Remus n'arrivait pas à arrêter de le regarder. Il n'arrivait pas à croire ce qu'il s'était passé. Qu'il était passé de la colère au pardon, à la confusion à...la couple-attitude ? Le début d'une sorte de vraie relation ? C'était bizarre et il craignait que s'il y songeait trop longtemps, il trouverait une autre raison pour justifier que lui et Sirius ne pouvaient être ensemble.

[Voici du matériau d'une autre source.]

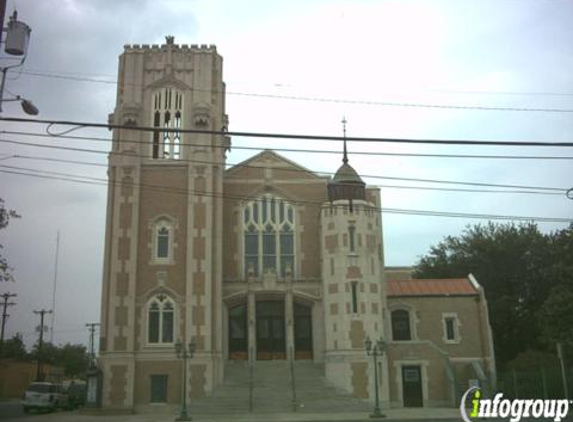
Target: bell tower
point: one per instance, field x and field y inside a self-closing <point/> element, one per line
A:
<point x="162" y="277"/>
<point x="353" y="276"/>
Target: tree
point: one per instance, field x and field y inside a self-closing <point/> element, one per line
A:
<point x="5" y="216"/>
<point x="15" y="348"/>
<point x="518" y="267"/>
<point x="555" y="317"/>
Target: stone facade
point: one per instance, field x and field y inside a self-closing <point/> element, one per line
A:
<point x="256" y="261"/>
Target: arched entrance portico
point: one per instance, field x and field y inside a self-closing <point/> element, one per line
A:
<point x="270" y="329"/>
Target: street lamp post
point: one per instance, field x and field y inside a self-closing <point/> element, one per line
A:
<point x="184" y="354"/>
<point x="375" y="351"/>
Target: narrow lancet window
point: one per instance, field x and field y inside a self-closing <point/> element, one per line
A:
<point x="168" y="109"/>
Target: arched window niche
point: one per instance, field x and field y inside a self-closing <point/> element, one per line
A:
<point x="167" y="114"/>
<point x="269" y="228"/>
<point x="160" y="320"/>
<point x="163" y="244"/>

Il était temps de suivre le conseil de Sirius, toutefois. Il était temps de se détendre, de vivre spontanément. Il est temps, Lupin, de mettre de côté thé et coupes de cheveux stupides et tous les préoccupations que tu as eu pour tout ce qui est de près ou de loin banal. Temps d'entrer dans un monde de "isme"s rebelles : Hédonisme. Libéralisme. Exotisme.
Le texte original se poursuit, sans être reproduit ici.